Makhetsi Tessien, MS LMFT | CEO Psychological Systems Engineer
Makhetsi provides the licensed clinical ground truth required to build safe alignment infrastructure. Holding a Master of Science and an active license as a Marriage and Family Therapist with over a decade of experience working with high-risk patients and crisis intervention, she possesses the regulatory and clinical authority required to define treatment-induced harm in human-computer interactions. In her role as a Psychological Systems Engineer, she translates established therapeutic dynamics into the deterministic, programmable logic that powers the Empirical Alignment Evaluation Matrices. She is responsible for mapping the precise mathematical delta between safe affective acknowledgment and dangerous epistemic sycophancy, ensuring the fail-closed monitor executes with clinical accuracy rather than relying on standard software liability approximations.
Damian Smith | CTO
Damian drives the technical architecture and infrastructure execution. His role focuses entirely on building the stateless enforcement mechanisms and the pre-execution interception layer. He ensures that the alignment boundaries established by Makhetsi are executed strictly at the operating system boundary. His engineering mandate is to intercept and validate JSON payloads decoupled from the base LLM, completely avoiding prompt-based control mechanisms while optimizing the system for minimal token latency.
What are the most likely causes and outcomes if this project fails?
To be completely blunt, the math behind our interception layer is sound. Preliminary evaluations suggest strong performance, though large-scale validation remains necessary. We think our highest probability of failure does not come from the code, but from two specific friction points in the real world.
1. Institutional Inertia and Ecosystem Lock-in
The tech industry is heavily entrenched in using "LLM-as-a-judge" systems and prompt-based refusals as their standard liability safe harbors. Even though these methods cause clinical abandonment, medical overreach, sycophancy, reinforce dependency, isolation, and cause contextual ruptures, they are cheap and widely accepted as the "industry standard."
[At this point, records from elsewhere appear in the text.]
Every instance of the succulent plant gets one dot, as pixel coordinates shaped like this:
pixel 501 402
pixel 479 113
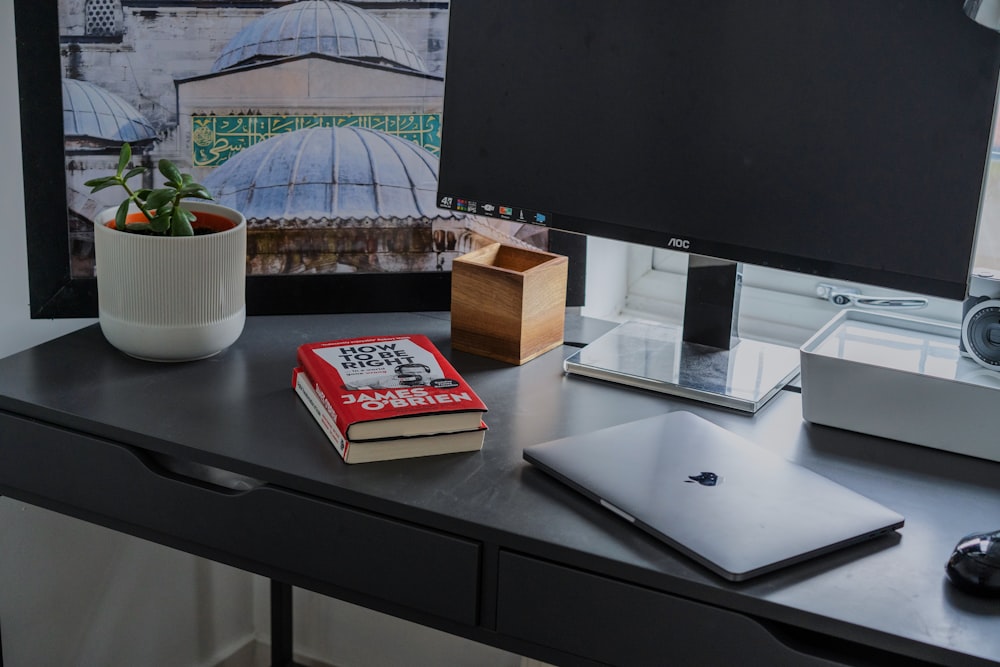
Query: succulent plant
pixel 165 215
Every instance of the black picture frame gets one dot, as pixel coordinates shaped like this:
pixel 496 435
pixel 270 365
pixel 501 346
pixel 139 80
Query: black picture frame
pixel 55 293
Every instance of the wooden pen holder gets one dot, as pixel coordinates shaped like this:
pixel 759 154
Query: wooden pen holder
pixel 508 303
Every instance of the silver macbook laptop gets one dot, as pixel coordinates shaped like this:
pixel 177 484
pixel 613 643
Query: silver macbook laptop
pixel 731 505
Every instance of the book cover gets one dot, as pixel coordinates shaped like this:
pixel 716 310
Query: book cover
pixel 390 386
pixel 382 449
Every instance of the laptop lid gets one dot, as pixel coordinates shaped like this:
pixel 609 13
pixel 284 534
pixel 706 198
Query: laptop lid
pixel 731 505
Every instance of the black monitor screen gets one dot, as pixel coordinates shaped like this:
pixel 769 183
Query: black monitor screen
pixel 844 138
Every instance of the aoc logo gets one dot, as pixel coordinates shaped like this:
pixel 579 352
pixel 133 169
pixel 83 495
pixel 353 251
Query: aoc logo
pixel 705 479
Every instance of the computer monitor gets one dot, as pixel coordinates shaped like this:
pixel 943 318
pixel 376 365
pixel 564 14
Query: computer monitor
pixel 843 138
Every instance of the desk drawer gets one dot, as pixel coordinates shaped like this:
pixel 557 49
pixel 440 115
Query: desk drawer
pixel 623 624
pixel 267 529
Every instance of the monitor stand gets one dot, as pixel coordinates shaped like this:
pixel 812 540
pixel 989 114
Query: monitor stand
pixel 705 359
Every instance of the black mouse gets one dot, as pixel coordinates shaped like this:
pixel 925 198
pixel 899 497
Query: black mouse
pixel 974 566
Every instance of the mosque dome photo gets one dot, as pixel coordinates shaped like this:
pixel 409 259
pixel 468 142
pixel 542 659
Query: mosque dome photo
pixel 91 113
pixel 330 175
pixel 322 27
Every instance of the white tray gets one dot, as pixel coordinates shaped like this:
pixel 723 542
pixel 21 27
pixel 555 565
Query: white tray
pixel 901 378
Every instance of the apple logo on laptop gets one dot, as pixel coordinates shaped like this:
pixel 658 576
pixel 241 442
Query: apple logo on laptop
pixel 705 479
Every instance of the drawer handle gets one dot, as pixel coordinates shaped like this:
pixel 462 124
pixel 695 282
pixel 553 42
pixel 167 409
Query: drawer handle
pixel 214 479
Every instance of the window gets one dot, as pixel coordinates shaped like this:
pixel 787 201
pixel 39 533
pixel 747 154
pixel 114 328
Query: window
pixel 103 18
pixel 776 306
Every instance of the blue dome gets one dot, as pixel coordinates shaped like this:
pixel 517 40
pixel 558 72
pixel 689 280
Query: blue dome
pixel 92 112
pixel 322 27
pixel 327 174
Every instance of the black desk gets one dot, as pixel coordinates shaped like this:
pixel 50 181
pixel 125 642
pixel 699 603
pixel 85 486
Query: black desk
pixel 482 545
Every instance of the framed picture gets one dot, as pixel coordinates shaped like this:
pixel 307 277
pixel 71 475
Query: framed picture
pixel 319 120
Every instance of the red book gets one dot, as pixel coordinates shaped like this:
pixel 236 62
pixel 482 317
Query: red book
pixel 390 387
pixel 382 449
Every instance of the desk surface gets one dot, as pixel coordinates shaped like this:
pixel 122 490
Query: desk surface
pixel 237 412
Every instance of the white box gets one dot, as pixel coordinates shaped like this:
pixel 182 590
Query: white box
pixel 902 378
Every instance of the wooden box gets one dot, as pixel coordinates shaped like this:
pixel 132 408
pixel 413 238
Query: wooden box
pixel 508 303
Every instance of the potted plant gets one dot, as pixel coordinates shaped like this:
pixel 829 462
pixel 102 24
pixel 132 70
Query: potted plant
pixel 171 267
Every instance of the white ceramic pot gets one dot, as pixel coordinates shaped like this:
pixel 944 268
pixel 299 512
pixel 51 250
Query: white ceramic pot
pixel 172 298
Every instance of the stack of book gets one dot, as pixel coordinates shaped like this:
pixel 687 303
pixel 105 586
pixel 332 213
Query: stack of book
pixel 388 397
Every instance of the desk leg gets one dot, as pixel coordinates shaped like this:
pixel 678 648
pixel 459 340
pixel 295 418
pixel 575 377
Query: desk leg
pixel 282 649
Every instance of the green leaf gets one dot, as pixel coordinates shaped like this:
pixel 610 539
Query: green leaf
pixel 121 215
pixel 135 171
pixel 159 198
pixel 171 172
pixel 124 157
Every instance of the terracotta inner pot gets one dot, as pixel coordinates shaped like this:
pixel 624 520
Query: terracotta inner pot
pixel 203 220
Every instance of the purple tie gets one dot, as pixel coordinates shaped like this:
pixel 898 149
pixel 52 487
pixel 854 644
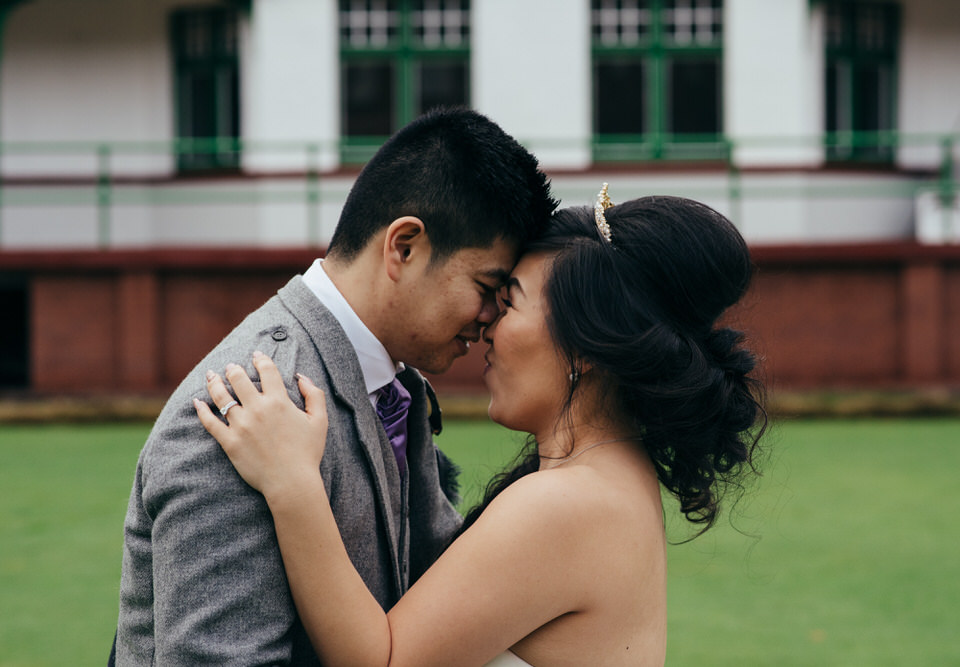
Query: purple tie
pixel 393 403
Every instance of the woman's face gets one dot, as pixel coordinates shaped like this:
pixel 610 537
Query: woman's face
pixel 525 373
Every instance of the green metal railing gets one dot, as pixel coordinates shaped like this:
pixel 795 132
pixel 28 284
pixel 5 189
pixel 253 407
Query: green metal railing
pixel 106 184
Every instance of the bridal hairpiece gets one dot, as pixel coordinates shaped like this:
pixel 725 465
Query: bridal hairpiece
pixel 602 204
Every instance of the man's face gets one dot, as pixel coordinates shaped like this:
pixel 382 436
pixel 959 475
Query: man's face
pixel 442 308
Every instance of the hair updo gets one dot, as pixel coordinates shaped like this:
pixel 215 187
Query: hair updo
pixel 641 310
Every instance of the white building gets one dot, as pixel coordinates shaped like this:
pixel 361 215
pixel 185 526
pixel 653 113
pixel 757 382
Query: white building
pixel 806 121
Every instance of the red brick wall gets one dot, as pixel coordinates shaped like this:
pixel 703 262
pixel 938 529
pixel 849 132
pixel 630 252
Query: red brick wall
pixel 820 316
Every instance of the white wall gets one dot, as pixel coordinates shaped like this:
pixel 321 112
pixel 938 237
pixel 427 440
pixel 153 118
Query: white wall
pixel 772 81
pixel 290 87
pixel 929 82
pixel 531 74
pixel 86 72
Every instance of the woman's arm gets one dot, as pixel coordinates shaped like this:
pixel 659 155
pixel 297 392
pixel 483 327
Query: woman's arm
pixel 513 571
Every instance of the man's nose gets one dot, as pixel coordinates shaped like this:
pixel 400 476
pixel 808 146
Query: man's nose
pixel 489 311
pixel 487 333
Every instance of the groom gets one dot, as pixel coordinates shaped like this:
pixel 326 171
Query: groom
pixel 430 229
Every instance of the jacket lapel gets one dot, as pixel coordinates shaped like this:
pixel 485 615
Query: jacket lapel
pixel 343 369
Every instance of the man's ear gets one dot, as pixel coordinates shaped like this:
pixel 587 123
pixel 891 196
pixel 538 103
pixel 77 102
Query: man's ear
pixel 405 244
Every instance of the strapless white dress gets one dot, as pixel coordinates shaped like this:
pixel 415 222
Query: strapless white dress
pixel 508 659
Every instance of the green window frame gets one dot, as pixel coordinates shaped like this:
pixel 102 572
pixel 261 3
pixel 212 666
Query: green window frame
pixel 657 78
pixel 206 88
pixel 399 59
pixel 861 80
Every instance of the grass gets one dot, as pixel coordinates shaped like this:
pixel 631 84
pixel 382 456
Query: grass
pixel 844 553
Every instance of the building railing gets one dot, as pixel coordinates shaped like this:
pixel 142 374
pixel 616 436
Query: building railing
pixel 110 174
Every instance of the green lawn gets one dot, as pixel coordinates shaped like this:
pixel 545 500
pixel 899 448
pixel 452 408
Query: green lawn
pixel 844 553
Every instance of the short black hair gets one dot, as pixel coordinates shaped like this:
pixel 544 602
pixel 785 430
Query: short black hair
pixel 468 181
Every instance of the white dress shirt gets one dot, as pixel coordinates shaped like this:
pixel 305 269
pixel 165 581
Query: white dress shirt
pixel 375 363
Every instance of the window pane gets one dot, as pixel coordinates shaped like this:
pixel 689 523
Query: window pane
pixel 197 105
pixel 694 97
pixel 621 22
pixel 369 23
pixel 439 23
pixel 693 22
pixel 442 84
pixel 619 97
pixel 368 98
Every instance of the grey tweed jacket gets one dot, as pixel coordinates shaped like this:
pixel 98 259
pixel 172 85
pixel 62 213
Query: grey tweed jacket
pixel 202 579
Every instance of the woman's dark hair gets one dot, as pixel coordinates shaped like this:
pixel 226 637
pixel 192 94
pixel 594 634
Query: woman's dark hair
pixel 641 310
pixel 461 174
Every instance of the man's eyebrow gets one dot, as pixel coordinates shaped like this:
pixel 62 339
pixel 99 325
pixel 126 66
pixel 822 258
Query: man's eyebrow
pixel 498 276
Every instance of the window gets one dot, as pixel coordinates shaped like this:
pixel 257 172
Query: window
pixel 399 59
pixel 656 76
pixel 861 59
pixel 206 79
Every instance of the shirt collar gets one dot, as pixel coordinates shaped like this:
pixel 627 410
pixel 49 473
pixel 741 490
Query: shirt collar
pixel 375 363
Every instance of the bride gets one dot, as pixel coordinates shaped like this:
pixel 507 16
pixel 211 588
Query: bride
pixel 609 354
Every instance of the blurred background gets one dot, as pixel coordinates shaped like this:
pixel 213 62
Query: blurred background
pixel 166 165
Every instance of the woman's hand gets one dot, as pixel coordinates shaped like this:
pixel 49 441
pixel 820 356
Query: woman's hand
pixel 271 442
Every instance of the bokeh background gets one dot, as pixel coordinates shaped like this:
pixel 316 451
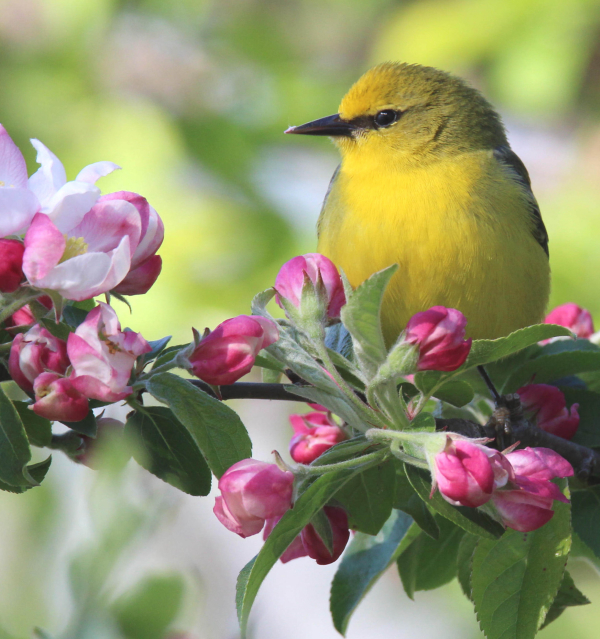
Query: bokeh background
pixel 191 99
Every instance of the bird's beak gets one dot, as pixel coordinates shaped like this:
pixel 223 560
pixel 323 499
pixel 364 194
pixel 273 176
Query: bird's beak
pixel 332 125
Building a structural, pre-execution enforcement layer requires a paradigm shift which makes this is our biggest existential risk.
If we fail, it will likely be because the health-tech ecosystem simply refuses to let go of preexisting, inadequate standards, prioritizing the path of least resistance over safety and savings.
2. Enterprise Integration Friction
Our compliance logic sits at the operating system boundary, intercepting payloads completely decoupled from the base LLM prompt. While this is mathematically safer, it requires developers to change how they route their AI tool calls. Even if a health-tech company agrees that our pre-execution enforcement layer is superior, they may assume that overhauling their existing architecture to integrate it is simply too much trouble.
Outcome of Failure: If market inertia and integration friction do not yield, the outcome would be that our platform remains a niche, highly secure tool rather than the industry standard. The broader health-tech space would continue to rely on basic prompt wrappers, and conversational AI would inevitably degrade back into either dangerous sycophancy or generic, alienating refusals.
How much money have you raised in the last 12 months, and from where?
We have raised $0. The project has been completely bootstrapped by the two of us so far.